I thought Quadrajet was a Rochester carb.
 
79elky454ss said:
I thought Quadrajet was a Rochester carb.
After further Googling it seems that Carter made q-jets when Rochester could not keep up. Identical except for the name on the casting. There seem to be lots of qjet decoders online
 
nearly all the decoders deal with rochester carbs and the information I've seen for carter hasn't helped me. The numbers I have found on the carb don't turn up anything online and the numbers I have found online I can't find on the carb. I would like to find out cause some of these carbs are sought after and whoever rebuilt this one number stamped the parts to keep them together and I only paid 130 for a fresh rebuilt q-jet...
 
What's the number on it pgp? IIRC the carter ones were not really saught after any more than a rochester built one, unless you have one off a specific/special engine, but I would think GM would have saved the rochesters for that purpose.
 
Back in the 70's I had a 69 el Camino with a 350/300HP, 4-speed, 3.73 posi. Went to get a new Q-jet for it a the guy at the parts store asked if it was a Carter or a Rochester. I said the el Caminos came only with Rochester Q-jets. He said not true that some trucks and el Caminos came from the factory with Carters! To this day I thought he was wrong. Now this post has me wondering. (mad me mad at the time, so I bought a spread-bore Holley instead!)

Doug
 
What number on the side? Even though Carter contracted the work, there should be a number on the driver side, running vertically, near the throttle linkage. A 70' would have a divorced choke and the number would be like 7040XXX. Here is a great site for Rochester data.http://www.newagemetal.com/. Carter made standard carbs, Rochester made the exotic ones, like Ram Air's.
 
On smaller horsepower motors you can get just as good if not better performance out of a Q-jet than a Holley.

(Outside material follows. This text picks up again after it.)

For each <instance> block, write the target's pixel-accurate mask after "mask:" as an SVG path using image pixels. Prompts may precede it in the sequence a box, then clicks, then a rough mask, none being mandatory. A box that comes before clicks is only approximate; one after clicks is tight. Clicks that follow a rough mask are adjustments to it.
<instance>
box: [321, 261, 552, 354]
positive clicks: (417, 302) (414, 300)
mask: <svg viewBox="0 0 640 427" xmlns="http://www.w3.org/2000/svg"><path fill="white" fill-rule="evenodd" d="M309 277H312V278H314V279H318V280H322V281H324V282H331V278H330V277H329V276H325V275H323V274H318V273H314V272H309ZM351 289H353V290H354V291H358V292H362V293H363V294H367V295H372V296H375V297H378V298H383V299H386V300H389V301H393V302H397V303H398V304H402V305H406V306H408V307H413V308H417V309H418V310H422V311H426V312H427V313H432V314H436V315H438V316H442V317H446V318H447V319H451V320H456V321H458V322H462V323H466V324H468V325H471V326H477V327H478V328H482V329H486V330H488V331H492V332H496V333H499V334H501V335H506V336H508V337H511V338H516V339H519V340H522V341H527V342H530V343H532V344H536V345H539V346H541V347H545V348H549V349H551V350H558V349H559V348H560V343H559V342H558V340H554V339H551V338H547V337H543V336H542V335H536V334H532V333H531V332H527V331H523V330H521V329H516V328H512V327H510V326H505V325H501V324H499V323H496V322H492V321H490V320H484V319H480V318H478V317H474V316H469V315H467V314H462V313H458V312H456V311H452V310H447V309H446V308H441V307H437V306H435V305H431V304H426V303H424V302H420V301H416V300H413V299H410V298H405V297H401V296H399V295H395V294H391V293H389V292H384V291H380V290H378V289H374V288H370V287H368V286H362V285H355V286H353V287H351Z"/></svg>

My Dad was sorta of a guru on Q-jets around here.We raced with them for years.My Dad had to run Q-jets in certain stock classes years ago,and just stuck with them into bracket racing.

You can really do some tricks to pump some gas and power out of one.

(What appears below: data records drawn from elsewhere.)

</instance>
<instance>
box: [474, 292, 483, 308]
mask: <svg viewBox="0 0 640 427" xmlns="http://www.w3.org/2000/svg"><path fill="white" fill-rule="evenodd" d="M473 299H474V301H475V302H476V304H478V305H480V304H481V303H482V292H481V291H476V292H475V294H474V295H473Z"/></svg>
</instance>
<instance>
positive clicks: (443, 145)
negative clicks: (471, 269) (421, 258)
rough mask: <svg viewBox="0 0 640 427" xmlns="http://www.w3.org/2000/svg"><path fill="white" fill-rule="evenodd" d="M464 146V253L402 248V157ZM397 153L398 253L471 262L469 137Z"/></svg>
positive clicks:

Look at some early car magizines and you'll find some of these tricks.

I could always get about a 10th or better out of a Q-jet over a Holey on my 327 motors at the track.

Besides, when you kick down the four barrel,man what a sound !

I like looking for the older Pontiac style with the fuel inlet in the front.Better fuel flow rate and ease of runing a fuel line.
 
I'm not even thinking about a holley.....I'm just trying to figure out what I have...


soooo...it has the number 17059205 but that does not relate to any online number for a carter...it does for a rochester and it's a carb for a 79 truck but this choke with a stovepipe has been upgraded to a electric choke and in 79 the only choke that was used was electric....I'm going to toss this on my car and see how it works....
 
That should be a good carb. I have used 79' Buick and Pontiac carbs and they seemed to idle better than most. 79' had the hot air choke, 80' was first year for electric. I backfit all mine to electric. Be sure whoever modified it that they closed off the air port that goes from the float bowl to the choke. It is to draw air into the choke houseing through the hot air tube in the manifold. If it is not plugged it is a vacuum leak. I use a lead ball (fishing split-shot) to plug it at the float bowl body. It also has the APT (adjustable part throttle) that can be tuned for better takeoff. There is a little plug in the top of the airhorn right above the metering rods that can be popped out and a threaded plug screwed in it's place. By turning it you can raise or lower the rods in the jets. The factory warns about NEVER touching it but just screw it down all the way and count the turns so you know what it was set at from the factory. It takes s a "double D" socket like the mixture screws, but a secondary hanger with the end ground down works too. Does it have that rear mounted choke pulloff? They suck, the linkage gets hung up and the fast idle won't drop off. Front mounted is way better.